Cooling lubrication in the engagement zone of tools belongs to the state of the art in technology. Previously known processes require substantial volumes of liquid, e.g. ranging from 10 to 1,000 l/min per tool. In the process the cooling lubricant is supplied from outside at for example 5 bar pressure to the point of engagement of the cutting edge.
The state of the art in technology also comprises methods according to which the cooling lubrication of the tool is accomplished from outside, utilizing small amounts of liquid by exploiting compressed-air spraying devices.
Previously known are also methods according to which the feed is effected to the cutting edge point of engagement through the working spindle and through the tool itself. Pressure rates of up to 100 bar are common practice in these methods.
Known from DE 42 00 808 Al is a working unit comprised of a driven rotating spindle where a chucking device for a drilling or milling tool is mounted at the spindle and where the spindle and the drilling or milling tool each are equipped with a central bore and where the drilling or milling tool are provided with an outlet port for feed of the lubricant or coolant to the cutting zone. The bores in this method are supplied with compressed air while the lubricant is fed through a separate thin pipe laid through the bores up into the interior of the tool end. The devices for varying and disrupting the feed of lubricant and coolant are located outside the cutting unit. This method only allows for a sluggish and time-retarded variation of the lubricant and coolant feed in the cutting zone.
DE 38 17 799 Cl moreover describes a rotary passage for fluids, particularly for machine tool spindles, where, at the transition from a stationary casing to a pivoted hollow shaft, springloaded barrier valves are arranged which allow for shutting-off the flow-through ducts for air and liquid. Air and the cooling lubricant here are mixed downstream of the barrier valves in a hollow shaft and supplied through a feeder duct to the cutting zone. To allow for what is called dry machining it is also provided for that only air will be blown through the hollow shaft and the feeder duct into the tool take-up when tools are changed.

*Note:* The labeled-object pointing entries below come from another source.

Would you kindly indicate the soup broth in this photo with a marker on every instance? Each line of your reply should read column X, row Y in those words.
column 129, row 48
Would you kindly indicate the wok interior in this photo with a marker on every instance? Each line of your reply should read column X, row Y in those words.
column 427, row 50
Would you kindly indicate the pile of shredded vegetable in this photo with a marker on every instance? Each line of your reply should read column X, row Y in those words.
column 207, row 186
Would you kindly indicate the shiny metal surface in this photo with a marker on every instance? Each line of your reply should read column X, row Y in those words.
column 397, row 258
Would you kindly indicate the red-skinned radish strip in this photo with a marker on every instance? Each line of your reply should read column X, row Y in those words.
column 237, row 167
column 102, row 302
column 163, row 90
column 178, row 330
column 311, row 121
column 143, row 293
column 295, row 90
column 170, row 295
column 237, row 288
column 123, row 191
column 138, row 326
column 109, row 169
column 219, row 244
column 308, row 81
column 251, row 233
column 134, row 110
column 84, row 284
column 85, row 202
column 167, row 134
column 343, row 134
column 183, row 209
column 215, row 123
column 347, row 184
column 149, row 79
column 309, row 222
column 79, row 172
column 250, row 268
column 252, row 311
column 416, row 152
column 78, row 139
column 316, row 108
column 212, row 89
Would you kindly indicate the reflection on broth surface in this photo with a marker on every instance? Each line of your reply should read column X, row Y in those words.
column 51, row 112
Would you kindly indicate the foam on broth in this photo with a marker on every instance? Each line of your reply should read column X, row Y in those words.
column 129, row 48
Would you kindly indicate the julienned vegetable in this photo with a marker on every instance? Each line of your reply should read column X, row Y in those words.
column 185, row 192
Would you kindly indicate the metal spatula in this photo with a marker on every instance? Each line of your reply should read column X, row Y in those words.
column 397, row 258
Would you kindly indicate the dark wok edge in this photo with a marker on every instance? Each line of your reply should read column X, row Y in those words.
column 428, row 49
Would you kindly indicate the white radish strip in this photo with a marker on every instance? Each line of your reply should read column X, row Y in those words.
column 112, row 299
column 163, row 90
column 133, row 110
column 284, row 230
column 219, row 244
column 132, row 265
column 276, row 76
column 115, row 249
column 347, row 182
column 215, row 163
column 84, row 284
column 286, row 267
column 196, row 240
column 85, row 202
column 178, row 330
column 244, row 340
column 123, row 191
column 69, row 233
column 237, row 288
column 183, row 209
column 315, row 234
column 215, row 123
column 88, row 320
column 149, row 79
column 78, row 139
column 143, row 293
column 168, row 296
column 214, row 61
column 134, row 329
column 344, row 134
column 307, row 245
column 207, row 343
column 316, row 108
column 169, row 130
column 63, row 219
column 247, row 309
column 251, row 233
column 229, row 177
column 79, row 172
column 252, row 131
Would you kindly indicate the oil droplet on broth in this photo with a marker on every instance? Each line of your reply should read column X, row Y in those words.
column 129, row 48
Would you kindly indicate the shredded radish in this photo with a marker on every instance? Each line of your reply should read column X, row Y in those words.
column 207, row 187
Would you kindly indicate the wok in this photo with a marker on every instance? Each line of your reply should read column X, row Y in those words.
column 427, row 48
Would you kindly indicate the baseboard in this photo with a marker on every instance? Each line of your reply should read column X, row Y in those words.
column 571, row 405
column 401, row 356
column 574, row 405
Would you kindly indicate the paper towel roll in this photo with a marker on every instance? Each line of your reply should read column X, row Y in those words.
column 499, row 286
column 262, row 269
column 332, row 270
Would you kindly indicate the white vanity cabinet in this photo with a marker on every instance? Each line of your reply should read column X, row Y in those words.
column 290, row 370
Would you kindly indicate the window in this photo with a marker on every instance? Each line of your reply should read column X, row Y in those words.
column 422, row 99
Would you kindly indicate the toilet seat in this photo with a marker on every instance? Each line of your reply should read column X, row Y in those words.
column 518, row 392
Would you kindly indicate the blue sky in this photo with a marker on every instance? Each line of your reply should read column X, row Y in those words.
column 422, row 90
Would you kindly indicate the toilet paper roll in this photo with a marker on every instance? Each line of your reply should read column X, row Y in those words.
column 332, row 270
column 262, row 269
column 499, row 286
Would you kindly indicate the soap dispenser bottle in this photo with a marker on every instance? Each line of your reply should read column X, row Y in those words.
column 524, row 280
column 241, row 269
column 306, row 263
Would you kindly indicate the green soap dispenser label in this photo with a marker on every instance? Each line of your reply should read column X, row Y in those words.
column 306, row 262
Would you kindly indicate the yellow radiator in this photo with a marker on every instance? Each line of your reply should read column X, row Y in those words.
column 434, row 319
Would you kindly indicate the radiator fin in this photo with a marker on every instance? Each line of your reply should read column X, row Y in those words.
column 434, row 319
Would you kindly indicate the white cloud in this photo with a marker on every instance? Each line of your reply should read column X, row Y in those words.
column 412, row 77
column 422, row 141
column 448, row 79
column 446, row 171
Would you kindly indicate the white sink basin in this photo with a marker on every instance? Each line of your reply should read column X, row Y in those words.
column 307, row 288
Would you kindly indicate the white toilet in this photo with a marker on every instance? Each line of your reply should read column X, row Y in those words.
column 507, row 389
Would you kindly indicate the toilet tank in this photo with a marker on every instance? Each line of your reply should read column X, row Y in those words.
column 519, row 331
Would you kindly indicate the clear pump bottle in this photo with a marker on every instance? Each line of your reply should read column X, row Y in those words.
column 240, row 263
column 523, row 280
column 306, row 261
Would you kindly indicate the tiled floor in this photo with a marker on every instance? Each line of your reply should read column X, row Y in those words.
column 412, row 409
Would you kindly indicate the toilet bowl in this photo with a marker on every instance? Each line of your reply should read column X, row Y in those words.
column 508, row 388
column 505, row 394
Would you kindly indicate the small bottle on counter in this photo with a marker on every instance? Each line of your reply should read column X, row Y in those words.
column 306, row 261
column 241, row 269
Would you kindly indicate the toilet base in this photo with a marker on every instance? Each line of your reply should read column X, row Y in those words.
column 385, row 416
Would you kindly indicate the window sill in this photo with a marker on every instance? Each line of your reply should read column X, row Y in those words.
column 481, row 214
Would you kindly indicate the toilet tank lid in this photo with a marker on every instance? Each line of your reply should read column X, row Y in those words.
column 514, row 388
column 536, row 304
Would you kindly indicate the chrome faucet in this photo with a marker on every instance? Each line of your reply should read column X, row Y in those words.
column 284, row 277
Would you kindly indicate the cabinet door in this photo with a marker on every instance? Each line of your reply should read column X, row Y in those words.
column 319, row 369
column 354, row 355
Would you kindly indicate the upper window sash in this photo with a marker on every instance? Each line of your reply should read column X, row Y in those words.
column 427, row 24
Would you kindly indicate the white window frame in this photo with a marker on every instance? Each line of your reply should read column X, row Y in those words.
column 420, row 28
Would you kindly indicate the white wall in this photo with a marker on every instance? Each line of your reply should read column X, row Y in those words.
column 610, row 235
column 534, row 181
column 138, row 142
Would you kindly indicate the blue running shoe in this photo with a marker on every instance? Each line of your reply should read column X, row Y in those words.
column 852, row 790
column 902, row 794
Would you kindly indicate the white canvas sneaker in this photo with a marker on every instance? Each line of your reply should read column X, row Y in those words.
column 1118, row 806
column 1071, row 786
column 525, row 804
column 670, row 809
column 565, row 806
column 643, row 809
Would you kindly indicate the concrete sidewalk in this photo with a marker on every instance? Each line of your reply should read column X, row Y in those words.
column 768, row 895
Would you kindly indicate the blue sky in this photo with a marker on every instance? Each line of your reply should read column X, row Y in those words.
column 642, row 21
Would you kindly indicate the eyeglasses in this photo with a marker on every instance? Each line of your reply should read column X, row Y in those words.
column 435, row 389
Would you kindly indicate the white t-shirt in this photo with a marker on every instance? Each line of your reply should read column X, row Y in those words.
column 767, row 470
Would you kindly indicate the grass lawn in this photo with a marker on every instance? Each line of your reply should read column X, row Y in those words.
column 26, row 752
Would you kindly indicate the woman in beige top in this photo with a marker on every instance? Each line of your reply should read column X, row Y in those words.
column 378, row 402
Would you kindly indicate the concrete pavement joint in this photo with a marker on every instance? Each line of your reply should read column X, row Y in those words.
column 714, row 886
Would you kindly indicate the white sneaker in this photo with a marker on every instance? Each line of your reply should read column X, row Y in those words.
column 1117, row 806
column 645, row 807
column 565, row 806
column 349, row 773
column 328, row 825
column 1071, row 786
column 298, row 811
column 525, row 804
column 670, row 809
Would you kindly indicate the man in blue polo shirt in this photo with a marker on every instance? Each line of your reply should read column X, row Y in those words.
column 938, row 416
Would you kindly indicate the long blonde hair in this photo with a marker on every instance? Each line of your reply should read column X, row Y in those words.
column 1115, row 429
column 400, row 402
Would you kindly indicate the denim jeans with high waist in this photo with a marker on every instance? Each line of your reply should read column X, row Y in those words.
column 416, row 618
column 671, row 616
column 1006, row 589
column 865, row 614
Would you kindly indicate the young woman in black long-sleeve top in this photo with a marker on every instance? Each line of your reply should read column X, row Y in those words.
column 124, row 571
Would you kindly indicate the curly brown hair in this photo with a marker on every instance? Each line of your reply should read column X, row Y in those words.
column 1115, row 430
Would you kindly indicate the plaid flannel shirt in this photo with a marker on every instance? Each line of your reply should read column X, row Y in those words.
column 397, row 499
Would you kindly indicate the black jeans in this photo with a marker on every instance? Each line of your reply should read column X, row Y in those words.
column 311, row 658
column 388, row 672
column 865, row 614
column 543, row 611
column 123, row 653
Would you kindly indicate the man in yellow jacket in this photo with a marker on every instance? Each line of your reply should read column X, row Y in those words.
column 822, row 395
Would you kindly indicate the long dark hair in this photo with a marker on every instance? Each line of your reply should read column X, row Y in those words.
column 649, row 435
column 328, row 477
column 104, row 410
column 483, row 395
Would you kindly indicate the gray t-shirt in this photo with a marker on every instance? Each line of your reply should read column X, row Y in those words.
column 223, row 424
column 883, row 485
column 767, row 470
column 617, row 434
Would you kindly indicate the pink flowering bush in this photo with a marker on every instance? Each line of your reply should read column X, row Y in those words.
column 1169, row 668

The problem of dosing systems of this type for dry machining is that the coolant feed to the cutting zone cannot be interrupted quickly enough for tools change and not without post-running and that after a tools change a sufficient amount of cooling lubricant will be available in the cutting zone with a substantial delay only. In case of high spindle speeds it also involves the problem that the liquid medium is sluiced out from the current of air due to the centrifugal force and will deposit at the walls of the hollow shaft. It is above all this precipitation at the tube walls that causes a substantial delay in the supply of liquid to the cutting zone after tools change because it takes some time until the liquid has "crept" along tube walls to the tool. In case of extensions in the cross section it is moreover necessary to fill the expanded cavities with cooling lubricant before it reaches the tool. The dosage of the cooling lubricant air mixture at the tool is thus very unprecise and sluggish when known devices are implemented.